Foxd1-Dependent and Independent Pathways for Reprogramming from Fibroblasts to Induced Pluripotent Stem Cells or Cardiomyocytes

Induced Pluripotent Stem Cells (iPSCs) can differentiate into any cell type. Cardiomyogenesis from iPSCs is useful for clinical application in myocardial regeneration. However, the efficiency and duration of producing iPSCs and iPSC-derived cardiomyocytes must be improved. We previously demonstrated that a surface marker profile of Sca1-CD34- or Foxd1+ during the reprogramming process is a predictor of successful iPSC formation. Here, we examine the correlation of feasibility as iPSC predictors between Sca1-CD34- and Foxd1+ cell populations, and their possibility as predictors for cardiomyocyte transdifferentiation. The fate-tracing analysis revealed that most iPSC colonies were formed from GFP-positive cells in which Foxd1 was transactivated in the middle-to-late phase of the reprogramming process.

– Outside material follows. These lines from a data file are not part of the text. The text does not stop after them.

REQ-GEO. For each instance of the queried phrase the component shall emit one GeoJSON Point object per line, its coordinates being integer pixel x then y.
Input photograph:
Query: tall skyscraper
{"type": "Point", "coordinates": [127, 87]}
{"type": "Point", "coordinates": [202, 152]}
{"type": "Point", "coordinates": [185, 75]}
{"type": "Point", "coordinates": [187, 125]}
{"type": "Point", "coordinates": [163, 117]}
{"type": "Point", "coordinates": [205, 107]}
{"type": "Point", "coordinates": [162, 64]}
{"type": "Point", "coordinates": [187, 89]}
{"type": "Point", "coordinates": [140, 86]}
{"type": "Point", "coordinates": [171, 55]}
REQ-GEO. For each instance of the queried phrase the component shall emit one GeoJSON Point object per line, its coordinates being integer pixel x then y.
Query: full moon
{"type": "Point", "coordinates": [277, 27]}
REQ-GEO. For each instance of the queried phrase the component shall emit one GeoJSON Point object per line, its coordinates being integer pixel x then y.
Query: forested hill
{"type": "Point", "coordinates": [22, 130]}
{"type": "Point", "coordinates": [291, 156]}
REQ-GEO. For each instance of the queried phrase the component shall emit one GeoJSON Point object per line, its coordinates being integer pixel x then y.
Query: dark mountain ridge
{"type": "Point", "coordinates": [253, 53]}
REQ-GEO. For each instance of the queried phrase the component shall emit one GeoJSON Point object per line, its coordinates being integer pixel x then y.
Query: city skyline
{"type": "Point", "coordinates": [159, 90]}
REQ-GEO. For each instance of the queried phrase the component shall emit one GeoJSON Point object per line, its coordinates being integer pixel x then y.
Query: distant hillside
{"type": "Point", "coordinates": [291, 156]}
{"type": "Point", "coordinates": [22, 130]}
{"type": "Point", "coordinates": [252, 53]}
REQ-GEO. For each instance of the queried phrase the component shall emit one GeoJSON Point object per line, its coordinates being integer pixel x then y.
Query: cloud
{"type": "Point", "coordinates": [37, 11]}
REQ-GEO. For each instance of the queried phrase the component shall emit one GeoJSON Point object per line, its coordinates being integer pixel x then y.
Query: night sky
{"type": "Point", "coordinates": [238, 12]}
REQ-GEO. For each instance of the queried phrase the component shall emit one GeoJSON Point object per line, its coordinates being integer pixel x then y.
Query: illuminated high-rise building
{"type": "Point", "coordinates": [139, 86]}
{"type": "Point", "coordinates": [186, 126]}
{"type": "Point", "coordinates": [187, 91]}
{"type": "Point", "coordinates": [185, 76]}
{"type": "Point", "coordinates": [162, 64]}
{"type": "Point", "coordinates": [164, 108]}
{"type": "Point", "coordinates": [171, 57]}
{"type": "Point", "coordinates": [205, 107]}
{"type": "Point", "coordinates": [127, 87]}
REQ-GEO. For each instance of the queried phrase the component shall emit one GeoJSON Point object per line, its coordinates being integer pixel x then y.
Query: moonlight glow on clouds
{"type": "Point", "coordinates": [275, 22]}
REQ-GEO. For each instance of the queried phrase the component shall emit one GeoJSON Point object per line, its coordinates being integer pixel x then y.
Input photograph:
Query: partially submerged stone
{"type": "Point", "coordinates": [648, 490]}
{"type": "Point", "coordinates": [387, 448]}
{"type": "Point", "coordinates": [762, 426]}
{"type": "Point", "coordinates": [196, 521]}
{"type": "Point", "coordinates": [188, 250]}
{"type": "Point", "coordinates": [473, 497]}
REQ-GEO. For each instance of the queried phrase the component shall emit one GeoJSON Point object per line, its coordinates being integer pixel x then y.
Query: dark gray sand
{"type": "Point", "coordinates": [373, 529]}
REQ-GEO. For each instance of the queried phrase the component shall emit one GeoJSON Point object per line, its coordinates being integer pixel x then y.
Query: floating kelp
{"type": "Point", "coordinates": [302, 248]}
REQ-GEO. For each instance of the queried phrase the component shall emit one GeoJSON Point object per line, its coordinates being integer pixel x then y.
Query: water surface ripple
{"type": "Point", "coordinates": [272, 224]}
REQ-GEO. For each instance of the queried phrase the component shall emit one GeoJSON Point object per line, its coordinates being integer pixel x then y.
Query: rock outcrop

In addition, GFP expression was observed mainly in the Sca1-CD34- cell population. Thus, Foxd1+ could be an indicator of successful reprogramming to iPSCs mainly derived from Sca1-CD34- cells. As for cardiac transdifferentiation, reprogramming cells were sorted based on the expression pattern of Sca1 and CD34, resulting in a higher incidence of beating cell aggregates derived from theSca1+CD34+ population, which expresses less Foxd1 promoter-driven GFP and contained very few undifferentiated iPSCs. Moreover, the cardiomyocyte marker α-actinin only partially co-localized with GFP expression in the aggregates derived from Sca1+CD34+ or Sca1-CD34- cells. Therefore,Sca1+CD34+ could be a better cell source for Foxd1-independent cardiomyocyte creation despite the failed reprogramming cell population.